Source - Nofirma
There is an extremely high demand for sea urchin roe, which is one of the world’s highest paid seafood products. Wild sea urchins are today harvested in the sea by divers and undergo raw enhancement before they are sold.
Trials using the ROV "Seabed Harvester" show that this can be a new method for harvesting sea urchins.
The ROV, which is designed and built in Norway, is a prototype built for harvesting sea urchins and other bottom-dwelling species such as scallops and cockles.
Nofima, in collaboration with a sea urchin producer, has carried out a full-scale trial of the ROV in an area that is used for commercial harvesting of sea urchins.
Two divers participated in the trials in order to see how effective the ROV actually is. They dived for sea urchins while the ROV was in action.

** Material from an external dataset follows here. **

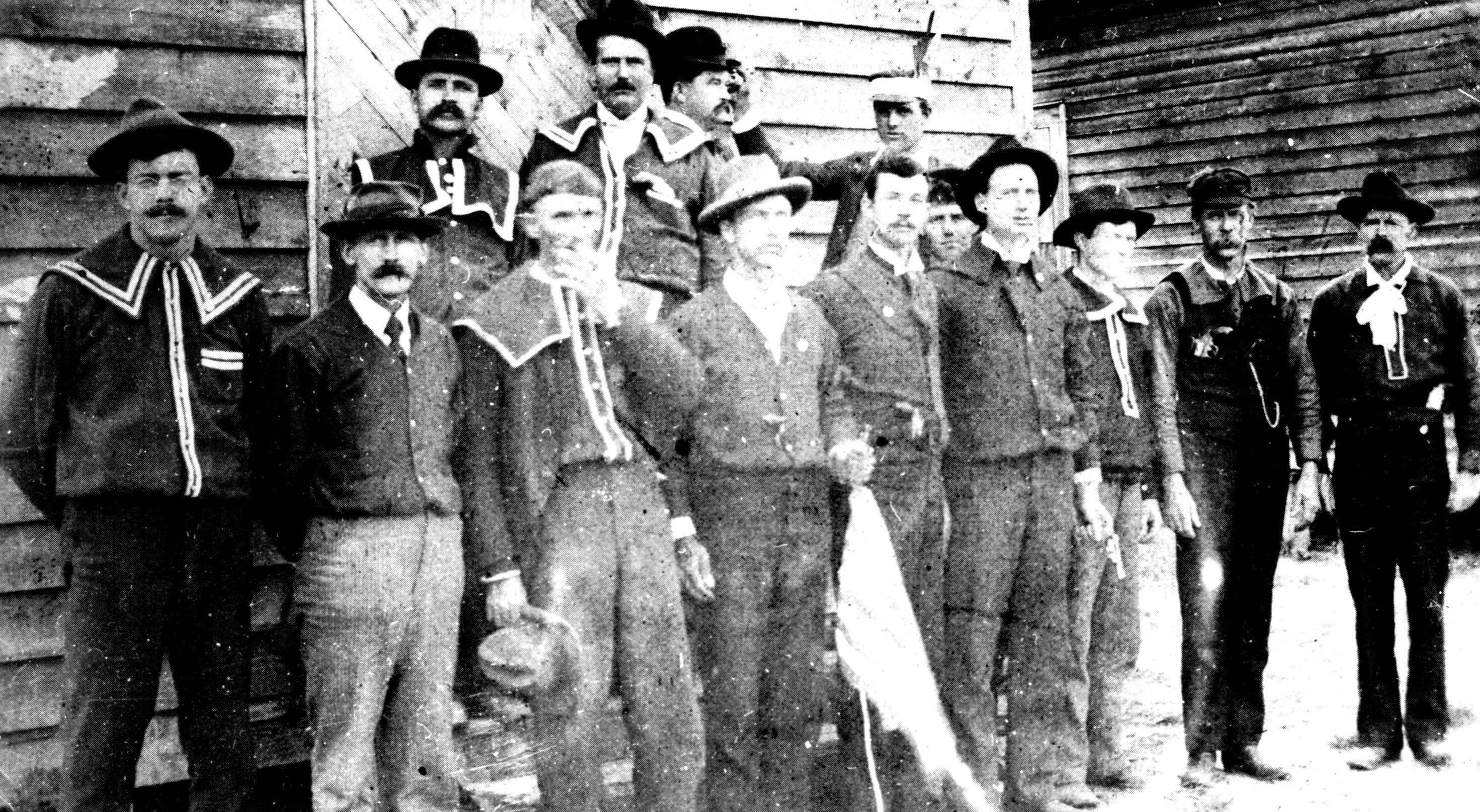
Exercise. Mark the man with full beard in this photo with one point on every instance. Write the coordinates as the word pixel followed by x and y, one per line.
pixel 1232 388
pixel 477 199
pixel 1393 351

Afterwards, the scientists compared the result.
During the first tests, the divers harvested far more sea urchins than the ROV. This evened out somewhat after a while, but the divers were still the most effective. During one test, the ROV harvested nearly 300 kg of sea urchins in one hour.
"The trials show that the ROV has huge potential," said Senior Scientist Sten Siikavuopio at Nofima.
"It will probably be able to operate more efficiently when the operators gain more experience. But before we can draw too many conclusions, the ROV needs to be tested under different conditions."
Experienced divers can harvest significant quantities in one day and in previous trials have proven to be more efficient than other harvesting tools. But diving has its limitations. It is very resource intensive and can be risky.
"An ROV will be more independent with respect to season, water currents and wave conditions, depth and other factors that limit diving," said Siikavuopio.
"Using an ROV also avoids having humans in the sea and thereby entails less risk. But this system demands a high level of competence for operation, maintenance and trouble shooting."
After harvesting, the sea urchins are stored and raw enhanced for three weeks. The scientists did not find significant differences in survival or gonad growth based on the method of harvest.
The ROV was developed by Are Hofstad from Sandnessjøen-based company 7S-Technology AS.
The full-scale trial was financed by the Fisheries and Aquaculture Industry Research Fund (FHF) through the Research programme for lesser-utilised resources (LUR).